Olay Gazetesi Bursa

Trump yöneten mi olacak, yönetilen mi?

“Şimdi zaman, ABD’nin bu bölünmenin yaralarını sarma zamanı. Cumhuriyetçilerin, Demokratların bir araya gelme, bir olma, birleşik olma zamanı. Ben kendi adıma söz veriyorum: Beni desteklemeyenlere de elimi uzatıyorum, sizlerin yardımına ihtiyacımız var, o yardımla beraber ilerleyeceğiz. Tüm Amerika’nın başkanı olacağım, sadece beni destekleyenlerin değil.” Seçim zaferi konuşmasında Donald Trump bunları söylemişti. Muhtemelen bir kâğıda yazıp […]

“Şimdi zaman, ABD’nin bu bölünmenin yaralarını sarma zamanı. Cumhuriyetçilerin, Demokratların bir araya gelme, bir olma, birleşik olma zamanı. Ben kendi adıma söz veriyorum: Beni desteklemeyenlere de elimi uzatıyorum, sizlerin yardımına ihtiyacımız var, o yardımla beraber ilerleyeceğiz. Tüm Amerika’nın başkanı olacağım, sadece beni destekleyenlerin değil.”

Seçim zaferi konuşmasında Donald Trump bunları söylemişti.

Muhtemelen bir kâğıda yazıp eline tutuşturmuşlardı.

Böyle konuşmalısın demişlerdi. O da isteneni yapmıştı.

Ne ki, Trump’ın söyledikleri kimseye inandırıcı gelmiyor.

ABD’nin Berlin Büyükelçisi John Emerson gibi düşünen milyonlarca Amerikalı var: “Bizi neyin beklediğini bilmiyoruz.”

Belirsizlik kadar kötü bir şey olabilir mi?

Büyükelçi, yeni dönemde ABD’nin bir tür izolasyon politikası uygulayacağını ve dünyadan uzaklaşacağını düşünüyor.

Gerçi bu bir tahmin ama Trump’ın seçimden önce söylediklerini dikkate alan bir diplomatın tahmini.

Avrupa’daki görüşler arasında da iyimser tek bir değerlendirme bulmanın bile olanağı yok.

İngiliz tarihçi Simon Schama çok karamsar: NATO’nun çökme tehlikesi altında kalacağını, iklim korumanın sekteye uğrayacağını ileri sürüyor.

Alman Sosyal Demokrat Parti Meclis Grubu Dış Politika Sözcüsü Niels Annen’se “Trump’ın söylediklerinin gerçekten de düşündüğü şeyler olduğu ihtimaliyle yüzleşmeliyiz” diyor.

Potsdam İklim Değişikliği Enstitüsü’nden Hans-Joachim Schellnhuber de “Dünyanın artık yoluna ABD’siz devam etmek zorunda olduğunu” savunuyor.

Noktayı koyan açıklama eski CIA Başkanı John McLaughlin’den geliyor:

“Eğer Trump daha önce açıkladığı her şeyi yaparsa dünya çapındaki liderlik rolümüze hoşçakal diyeceğiz.
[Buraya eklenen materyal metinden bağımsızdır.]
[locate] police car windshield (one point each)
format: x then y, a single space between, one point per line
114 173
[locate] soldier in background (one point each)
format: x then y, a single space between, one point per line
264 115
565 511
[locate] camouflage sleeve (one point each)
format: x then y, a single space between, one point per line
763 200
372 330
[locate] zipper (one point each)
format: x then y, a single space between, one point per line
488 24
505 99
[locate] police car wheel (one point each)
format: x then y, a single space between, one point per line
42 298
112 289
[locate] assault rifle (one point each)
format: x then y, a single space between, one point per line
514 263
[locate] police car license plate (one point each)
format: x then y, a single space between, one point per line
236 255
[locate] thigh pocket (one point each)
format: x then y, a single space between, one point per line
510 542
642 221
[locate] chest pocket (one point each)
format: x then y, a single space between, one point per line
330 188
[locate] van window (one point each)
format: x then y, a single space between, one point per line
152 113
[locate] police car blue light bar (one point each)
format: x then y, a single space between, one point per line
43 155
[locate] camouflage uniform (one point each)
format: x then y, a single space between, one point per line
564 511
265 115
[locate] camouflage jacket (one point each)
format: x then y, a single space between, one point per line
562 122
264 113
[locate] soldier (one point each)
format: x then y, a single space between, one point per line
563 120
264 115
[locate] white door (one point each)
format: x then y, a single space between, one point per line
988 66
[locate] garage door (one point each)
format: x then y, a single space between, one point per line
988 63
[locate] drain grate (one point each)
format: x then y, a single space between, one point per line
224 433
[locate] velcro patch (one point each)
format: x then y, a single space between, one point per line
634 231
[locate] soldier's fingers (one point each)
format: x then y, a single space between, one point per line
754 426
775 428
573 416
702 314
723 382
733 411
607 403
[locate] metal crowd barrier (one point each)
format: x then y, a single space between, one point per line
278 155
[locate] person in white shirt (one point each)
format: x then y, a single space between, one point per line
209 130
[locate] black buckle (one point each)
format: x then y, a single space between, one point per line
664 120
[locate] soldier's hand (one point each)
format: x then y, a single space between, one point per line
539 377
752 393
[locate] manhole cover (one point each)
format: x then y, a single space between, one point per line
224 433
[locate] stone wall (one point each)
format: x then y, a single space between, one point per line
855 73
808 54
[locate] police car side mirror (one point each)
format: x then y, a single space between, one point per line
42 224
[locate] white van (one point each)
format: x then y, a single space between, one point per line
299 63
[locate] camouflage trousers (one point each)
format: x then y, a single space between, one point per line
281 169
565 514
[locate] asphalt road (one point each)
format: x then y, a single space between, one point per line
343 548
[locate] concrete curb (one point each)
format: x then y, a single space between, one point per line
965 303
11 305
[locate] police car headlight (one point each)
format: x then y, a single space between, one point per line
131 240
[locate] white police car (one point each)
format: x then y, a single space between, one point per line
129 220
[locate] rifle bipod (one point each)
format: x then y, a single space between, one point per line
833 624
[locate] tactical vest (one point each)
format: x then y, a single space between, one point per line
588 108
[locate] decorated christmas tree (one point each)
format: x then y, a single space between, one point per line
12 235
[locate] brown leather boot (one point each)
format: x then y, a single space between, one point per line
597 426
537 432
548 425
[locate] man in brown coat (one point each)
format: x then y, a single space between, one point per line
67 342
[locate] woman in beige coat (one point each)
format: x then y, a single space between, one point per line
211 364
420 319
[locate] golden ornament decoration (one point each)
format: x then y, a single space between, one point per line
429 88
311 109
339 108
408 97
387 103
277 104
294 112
Bu yüzden umudumuz ya Trump’ın gerçekten öyle düşünmüyor oluşunda ya da birilerinin onu bu düşüncelerinden vazgeçirmesinde.”

 

Tıpatıp Berlusconi

 

İtalyanlar Trump’ı Berlusconi ile karşılaştırmışlar ve şu sonuca varmışlar:

İkisi de güzel kadınlara düşkün, ikisi de iki kez boşanmış, ikisi de seks skandallarıyla ünlü, ikisi de iş dünyasında zenginleştikten sonra politikaya girmiş, ikisi de göçmenlere düşman. Ve ikisi de ırkçı, faşist, yalancı ve benmerkezci. İki lider arasında ancak bu kadar benzerlik olur.

Onun için İtalyanlar, Amerikalılara “Berlusconi deneyimine hazır olun” mesajı gönderiyorlar.

 

Suikast çağrısı

 

Sonunda bu da oldu: İngiliz gazetesi Guardian’ın yazarlarından Monisha Rajesh twitter hesabından yaptığı paylaşımda Donald Trump’a yönelik suikast çağrısında bulundu. Yazar, “Başkan’a suikastın zamanı geldi” ifadesini kullandı. Rajesh, tepkiler nedeniyle hesabını sildi. Guardian gazetesiyse yazarla ilişkisini kestiğini duyurdu.